# To find the area, but the easiest approach is using Brahmagupta’ s formula1:

If a quadrilateral of side lengths a, b, c, d can be inscribed in a circle, then its area is given by
A = sqrt<(s − a)(s − b)(s − c)(s − d)>, where s =
(a + b + c + d)/2

In this case, a = 2*radius
You know b and d are equal, and you can write a relationship, I think between b and c (c= d - 2b*cosAngle) and you can figure the cosine of the angle in terms of the secants.

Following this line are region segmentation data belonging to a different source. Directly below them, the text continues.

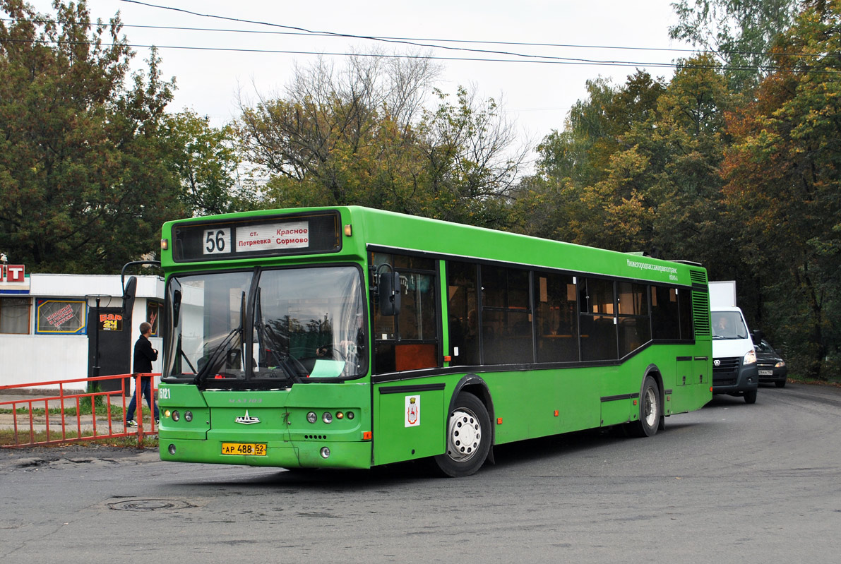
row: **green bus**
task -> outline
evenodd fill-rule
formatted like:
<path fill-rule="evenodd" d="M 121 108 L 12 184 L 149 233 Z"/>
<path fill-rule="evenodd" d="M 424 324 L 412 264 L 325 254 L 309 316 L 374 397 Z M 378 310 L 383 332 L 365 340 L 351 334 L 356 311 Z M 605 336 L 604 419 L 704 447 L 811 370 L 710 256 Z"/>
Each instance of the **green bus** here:
<path fill-rule="evenodd" d="M 161 458 L 297 468 L 428 459 L 711 398 L 706 272 L 360 207 L 163 227 Z"/>

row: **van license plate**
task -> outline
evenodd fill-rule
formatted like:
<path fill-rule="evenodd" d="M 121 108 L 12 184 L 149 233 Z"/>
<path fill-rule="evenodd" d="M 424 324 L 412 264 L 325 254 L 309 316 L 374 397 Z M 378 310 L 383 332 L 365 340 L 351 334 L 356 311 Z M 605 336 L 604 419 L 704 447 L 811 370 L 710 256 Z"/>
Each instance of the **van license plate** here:
<path fill-rule="evenodd" d="M 265 456 L 265 443 L 222 443 L 224 455 L 251 455 L 252 456 Z"/>

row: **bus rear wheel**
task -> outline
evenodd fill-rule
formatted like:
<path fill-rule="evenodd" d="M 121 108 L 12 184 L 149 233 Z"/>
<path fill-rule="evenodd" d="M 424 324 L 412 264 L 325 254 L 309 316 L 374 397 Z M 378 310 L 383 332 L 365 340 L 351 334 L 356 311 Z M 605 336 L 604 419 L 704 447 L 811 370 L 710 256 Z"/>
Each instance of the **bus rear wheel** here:
<path fill-rule="evenodd" d="M 653 436 L 660 424 L 662 414 L 660 388 L 654 378 L 647 376 L 643 383 L 643 393 L 640 396 L 639 419 L 627 424 L 628 435 L 634 437 Z"/>
<path fill-rule="evenodd" d="M 459 393 L 446 432 L 447 451 L 435 457 L 436 465 L 451 477 L 475 473 L 490 450 L 490 417 L 484 404 L 472 393 Z"/>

Then maximize the area, set to zero, and solve for b or c.

Could be some nasty math. I don't see an easier analytic method.

find the dimension of the trapezoid of greatest area that can be inscribed in a semicircle of radius r

## To find the dimensions of the trapezoid of greatest area that can be inscribed in a semicircle of radius r, we can follow these steps:

1. Start by visualizing the problem. Draw a semicircle with radius r. Then draw a trapezoid inside the semicircle such that its bases are parallel to the diameter of the semicircle.

2. Let the length of the parallel bases of the trapezoid be a and b.

3. By symmetry, we can assume that the longer base (b) is positioned horizontally at the bottom and the shorter base (a) is positioned vertically at the top.

4. Use Pythagoras' theorem to find the height (h) of the trapezoid. Consider the right-angled triangle formed by the radius, the height, and one of the bases. The hypotenuse is the radius (r), and one side is the height (h). Using Pythagoras' theorem, we have: r^2 = (a/2)^2 + h^2.

5. Rearrange the formula derived from Pythagoras' theorem to express h in terms of a: h = sqrt(r^2 - (a/2)^2).

6. Determine the length of the other diagonal (c) of the trapezoid. Since the trapezoid is inscribed in the semicircle, both diagonals will be equal to the diameter, which is 2r.

7. Use the formula for the area of a trapezoid to find the area (A) in terms of a, b, and h. The area of a trapezoid is given by A = (a + b)/2 * h.

8. Substitute the expression for h derived in step 5 into the area formula from step 7. This will give the area of the trapezoid solely in terms of a and b.

9. To maximize the area, differentiate the area formula with respect to either a or b, set the derivative equal to zero, and solve for one of the variables. This will yield the critical values for a or b.

10. Calculate the corresponding value for the other variable using the relationship between a and b.

11. Evaluate the area using the values obtained for a and b. This will give you the maximum area of the trapezoid that can be inscribed in the semicircle.

Remember, this process may involve some complex math, so it might be helpful to use a computer algebra system or calculator to handle the calculations.

It's also worth noting that the solution obtained using this method will be an approximation, as finding the exact dimensions of the trapezoid of maximum area may involve non-elementary functions.